※本稿は、野村克也『人は変われる 「ほめる」「叱る」「ぼやく」野村再生工場の才能覚醒術』(プレジデント社)の一部を再編集したものです。
叱ってこそ、人は育つ
最近のプロ野球の監督やコーチを見ていて、気になることがある。
「あまりに選手をほめすぎていないか?」
プロ野球にかぎらず、いまはまずほめることが奨励され、ほめて伸ばすという指導法が主流になっているようだ。しかし、私にはこれが疑問なのである。
「叱ってこそ、人は育つ」。私はそう信じ、叱って育てることを指導方針の基本に置いてきたからだ。なぜか──叱られた悔しさをバネに変えることを期待したからである。
高くジャンプするには、ひざをかがめて反動をつけなければならない。それと同じで、叱ることで選手の身体を押さえつけ、より強い反動をつけさせようとしたのである。
悔しさが「野球人・野村克也」を作った
これは、私自身の体験でもあった。南海ホークス時代に長く仕えた鶴岡一人監督は、めったに自軍の選手をほめなかった。

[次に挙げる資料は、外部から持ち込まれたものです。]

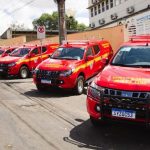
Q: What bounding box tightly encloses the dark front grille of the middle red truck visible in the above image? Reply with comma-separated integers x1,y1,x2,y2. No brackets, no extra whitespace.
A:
36,70,60,80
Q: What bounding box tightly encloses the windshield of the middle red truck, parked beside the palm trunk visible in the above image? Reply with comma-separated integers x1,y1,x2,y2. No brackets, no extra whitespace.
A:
51,47,84,60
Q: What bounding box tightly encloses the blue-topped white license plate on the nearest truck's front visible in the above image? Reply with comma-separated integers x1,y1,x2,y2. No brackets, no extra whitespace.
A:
112,108,136,119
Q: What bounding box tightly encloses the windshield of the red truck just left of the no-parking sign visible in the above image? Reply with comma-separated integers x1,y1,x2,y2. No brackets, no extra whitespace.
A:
10,48,30,57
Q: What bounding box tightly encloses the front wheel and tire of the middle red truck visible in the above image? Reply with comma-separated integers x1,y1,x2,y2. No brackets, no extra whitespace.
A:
75,76,84,95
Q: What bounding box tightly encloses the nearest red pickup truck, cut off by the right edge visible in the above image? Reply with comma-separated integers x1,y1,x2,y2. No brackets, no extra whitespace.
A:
87,36,150,125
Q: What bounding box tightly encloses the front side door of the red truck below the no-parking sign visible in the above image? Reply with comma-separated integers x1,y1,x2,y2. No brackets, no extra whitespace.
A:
30,47,42,69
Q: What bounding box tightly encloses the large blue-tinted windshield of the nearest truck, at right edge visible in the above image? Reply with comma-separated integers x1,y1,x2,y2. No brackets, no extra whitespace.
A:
111,46,150,68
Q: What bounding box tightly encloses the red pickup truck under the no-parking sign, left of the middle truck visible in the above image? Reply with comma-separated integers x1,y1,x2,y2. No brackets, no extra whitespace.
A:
0,44,58,78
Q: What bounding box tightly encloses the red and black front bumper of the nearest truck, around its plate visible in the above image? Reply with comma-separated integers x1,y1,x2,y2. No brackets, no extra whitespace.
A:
87,86,150,125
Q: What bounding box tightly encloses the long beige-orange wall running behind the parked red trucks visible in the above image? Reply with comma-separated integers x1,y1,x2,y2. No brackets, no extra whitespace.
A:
0,26,124,51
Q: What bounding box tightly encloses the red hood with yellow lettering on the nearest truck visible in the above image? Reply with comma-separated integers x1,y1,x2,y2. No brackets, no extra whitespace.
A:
96,65,150,91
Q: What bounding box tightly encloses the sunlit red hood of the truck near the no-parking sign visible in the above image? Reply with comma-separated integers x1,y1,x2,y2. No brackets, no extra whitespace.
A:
0,56,20,64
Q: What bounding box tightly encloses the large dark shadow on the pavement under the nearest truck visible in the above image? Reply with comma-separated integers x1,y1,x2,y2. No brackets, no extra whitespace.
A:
63,120,150,150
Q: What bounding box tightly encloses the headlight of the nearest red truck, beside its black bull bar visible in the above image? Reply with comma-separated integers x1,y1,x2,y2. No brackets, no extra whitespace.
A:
88,81,104,100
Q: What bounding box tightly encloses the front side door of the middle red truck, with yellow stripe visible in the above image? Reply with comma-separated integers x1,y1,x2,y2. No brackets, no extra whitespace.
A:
85,47,94,78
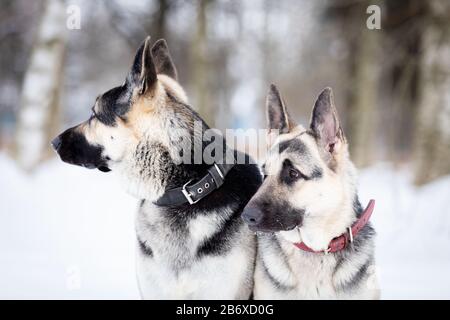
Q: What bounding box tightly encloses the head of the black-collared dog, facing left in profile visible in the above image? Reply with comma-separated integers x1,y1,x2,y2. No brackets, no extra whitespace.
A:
52,37,199,198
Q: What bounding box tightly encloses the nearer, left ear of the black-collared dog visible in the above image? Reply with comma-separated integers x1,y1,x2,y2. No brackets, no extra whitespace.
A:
128,36,157,94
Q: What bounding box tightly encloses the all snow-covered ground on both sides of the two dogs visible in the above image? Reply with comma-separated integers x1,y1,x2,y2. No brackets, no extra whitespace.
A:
0,153,450,299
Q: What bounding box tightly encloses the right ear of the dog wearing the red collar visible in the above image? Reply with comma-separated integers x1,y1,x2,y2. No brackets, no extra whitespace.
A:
310,87,345,154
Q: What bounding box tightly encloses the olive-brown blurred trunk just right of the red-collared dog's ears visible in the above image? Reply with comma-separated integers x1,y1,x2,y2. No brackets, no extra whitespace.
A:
327,0,382,166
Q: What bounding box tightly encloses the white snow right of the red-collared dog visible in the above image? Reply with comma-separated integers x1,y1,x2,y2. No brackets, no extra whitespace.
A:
360,165,450,299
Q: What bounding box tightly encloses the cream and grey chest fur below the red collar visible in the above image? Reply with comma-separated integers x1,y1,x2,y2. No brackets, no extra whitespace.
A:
255,227,379,299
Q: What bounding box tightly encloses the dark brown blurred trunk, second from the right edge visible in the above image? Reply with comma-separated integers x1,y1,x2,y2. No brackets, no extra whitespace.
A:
381,0,426,164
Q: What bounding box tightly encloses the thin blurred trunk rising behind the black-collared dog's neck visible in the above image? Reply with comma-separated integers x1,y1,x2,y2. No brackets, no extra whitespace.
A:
192,0,212,127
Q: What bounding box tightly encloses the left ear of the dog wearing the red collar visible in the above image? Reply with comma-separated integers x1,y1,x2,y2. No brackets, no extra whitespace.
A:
266,84,292,134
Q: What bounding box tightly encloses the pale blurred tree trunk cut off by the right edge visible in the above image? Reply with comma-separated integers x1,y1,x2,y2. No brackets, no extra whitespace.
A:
414,0,450,184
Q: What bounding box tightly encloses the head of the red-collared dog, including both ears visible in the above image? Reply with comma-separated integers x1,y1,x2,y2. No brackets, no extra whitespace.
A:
243,85,349,232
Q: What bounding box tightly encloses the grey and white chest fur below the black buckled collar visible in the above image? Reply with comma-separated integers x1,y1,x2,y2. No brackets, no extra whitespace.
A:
136,199,255,299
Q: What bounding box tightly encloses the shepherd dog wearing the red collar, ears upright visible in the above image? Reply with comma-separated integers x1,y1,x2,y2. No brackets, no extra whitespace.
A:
243,85,379,299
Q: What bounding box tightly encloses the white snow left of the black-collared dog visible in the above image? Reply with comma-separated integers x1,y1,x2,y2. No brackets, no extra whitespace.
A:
0,154,139,299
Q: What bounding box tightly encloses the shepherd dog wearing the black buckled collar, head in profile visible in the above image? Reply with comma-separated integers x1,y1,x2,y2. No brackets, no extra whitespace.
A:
52,38,261,299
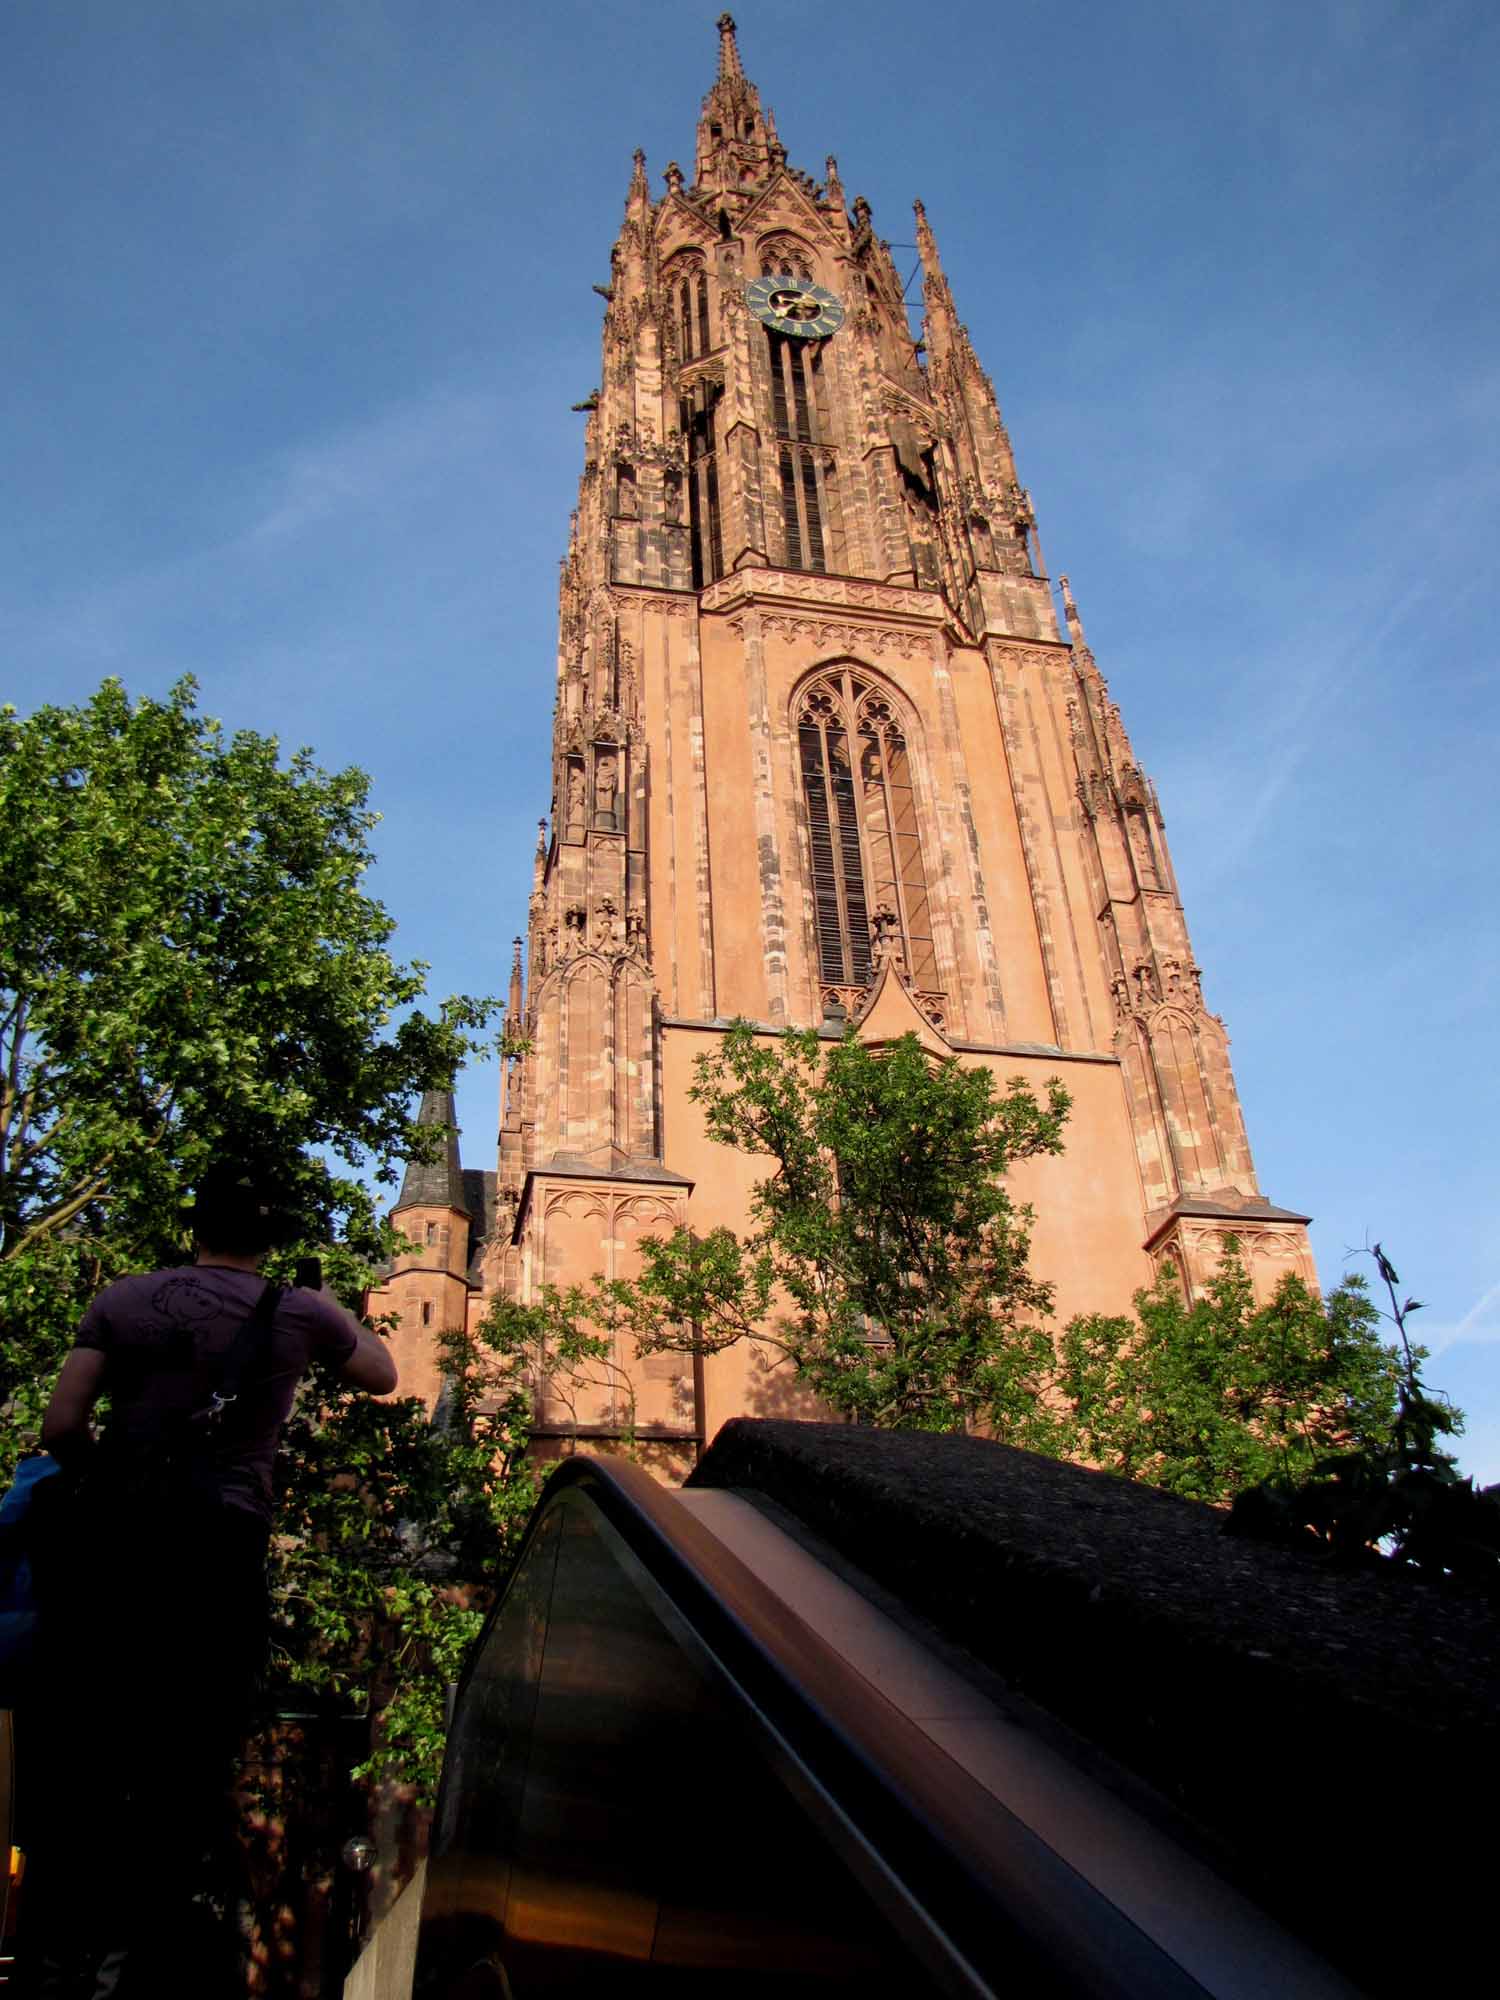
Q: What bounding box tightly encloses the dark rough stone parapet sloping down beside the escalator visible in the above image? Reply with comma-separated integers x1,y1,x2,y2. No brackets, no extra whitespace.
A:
688,1418,1500,1996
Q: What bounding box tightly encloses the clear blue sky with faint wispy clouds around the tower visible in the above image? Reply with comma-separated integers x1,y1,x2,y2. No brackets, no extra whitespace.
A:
0,0,1500,1478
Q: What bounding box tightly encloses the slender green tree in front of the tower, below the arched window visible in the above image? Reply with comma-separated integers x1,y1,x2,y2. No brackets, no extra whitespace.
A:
590,1022,1068,1444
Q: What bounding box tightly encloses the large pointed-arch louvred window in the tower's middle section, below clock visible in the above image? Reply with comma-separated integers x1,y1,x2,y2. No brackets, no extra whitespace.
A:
796,666,938,992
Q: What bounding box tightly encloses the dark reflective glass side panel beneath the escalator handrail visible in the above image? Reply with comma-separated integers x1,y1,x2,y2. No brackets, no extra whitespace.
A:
414,1492,930,2000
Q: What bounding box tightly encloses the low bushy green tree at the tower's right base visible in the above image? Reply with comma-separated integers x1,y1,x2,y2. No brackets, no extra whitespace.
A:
1058,1244,1400,1502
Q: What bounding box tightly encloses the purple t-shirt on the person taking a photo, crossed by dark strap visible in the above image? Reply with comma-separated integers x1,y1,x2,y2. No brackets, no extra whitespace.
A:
74,1264,356,1520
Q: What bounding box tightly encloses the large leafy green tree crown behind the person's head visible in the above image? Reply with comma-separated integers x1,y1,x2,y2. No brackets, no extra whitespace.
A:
0,680,490,1474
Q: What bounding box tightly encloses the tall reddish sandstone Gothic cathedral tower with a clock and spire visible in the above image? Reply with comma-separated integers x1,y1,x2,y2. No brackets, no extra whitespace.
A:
384,14,1312,1470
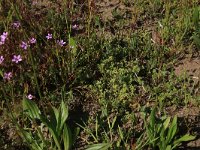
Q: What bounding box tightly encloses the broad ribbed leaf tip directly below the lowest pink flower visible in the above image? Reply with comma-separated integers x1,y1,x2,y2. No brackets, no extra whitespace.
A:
23,99,41,119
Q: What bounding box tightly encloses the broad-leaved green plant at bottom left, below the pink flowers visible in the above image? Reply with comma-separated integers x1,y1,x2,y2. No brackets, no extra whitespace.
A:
19,99,79,150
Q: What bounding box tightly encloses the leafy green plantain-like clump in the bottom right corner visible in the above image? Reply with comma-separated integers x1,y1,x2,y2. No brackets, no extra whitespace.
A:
141,108,196,150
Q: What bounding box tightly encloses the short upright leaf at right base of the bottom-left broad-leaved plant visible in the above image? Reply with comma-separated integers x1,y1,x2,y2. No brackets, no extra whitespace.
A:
63,124,73,150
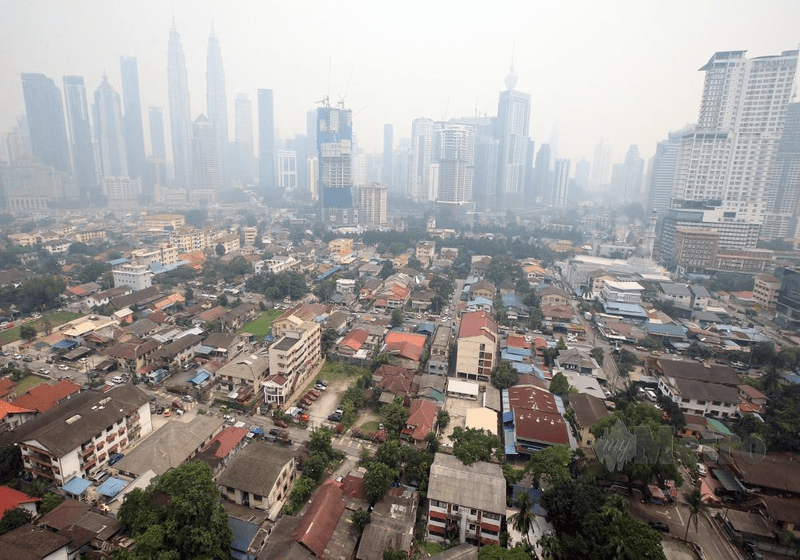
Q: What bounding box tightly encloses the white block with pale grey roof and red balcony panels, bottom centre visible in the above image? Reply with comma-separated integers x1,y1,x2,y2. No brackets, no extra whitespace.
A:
425,453,506,545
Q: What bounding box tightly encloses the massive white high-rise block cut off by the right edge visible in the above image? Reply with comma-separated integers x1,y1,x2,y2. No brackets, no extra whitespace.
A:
672,50,798,224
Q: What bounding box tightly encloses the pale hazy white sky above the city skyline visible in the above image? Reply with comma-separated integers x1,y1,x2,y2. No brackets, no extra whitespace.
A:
0,0,800,165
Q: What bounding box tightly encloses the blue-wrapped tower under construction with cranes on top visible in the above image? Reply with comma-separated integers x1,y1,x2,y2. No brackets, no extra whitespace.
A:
317,106,358,226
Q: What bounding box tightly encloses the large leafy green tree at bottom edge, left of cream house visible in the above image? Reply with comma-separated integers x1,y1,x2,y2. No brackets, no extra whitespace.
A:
114,461,233,560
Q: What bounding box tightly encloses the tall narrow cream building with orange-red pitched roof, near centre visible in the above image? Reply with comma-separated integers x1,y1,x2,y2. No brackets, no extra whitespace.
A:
455,311,499,381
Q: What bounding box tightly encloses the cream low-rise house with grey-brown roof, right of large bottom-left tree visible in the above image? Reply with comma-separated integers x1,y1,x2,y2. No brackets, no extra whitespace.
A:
217,441,297,511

とりわけ私には厳しかった。「おまえは安物のピッチャーはよう打つが、一流は打てんのう」と、いつもケチョンケチョンにいわれた。
一方で鶴岡さんは、西鉄ライオンズの稲尾和久や中西太さんのようなライバルチームの選手を「あれがプロじゃ」と盛大に持ち上げ、「それに比べておまえは……」とこきおろした。三冠王になったときでさえ、ほめられるどころか、「何が三冠王じゃ!」と怒鳴られた。
正直、悔しかった。「こんちくしょう!」と思った。だが、私はそれを期待の裏返しだと考えた。そして、その悔しさを「いつか認めさせてやる!」とバネに変え、努力した。三冠王になったにもかかわらず怒鳴られたときも、「慢心するな」という意味だと受け止めた。
「これで満足することなく、さらに高みを目指せ」
そういっているのだと考え、努力を重ねた。そのくり返しが私を成長させたのは間違いない。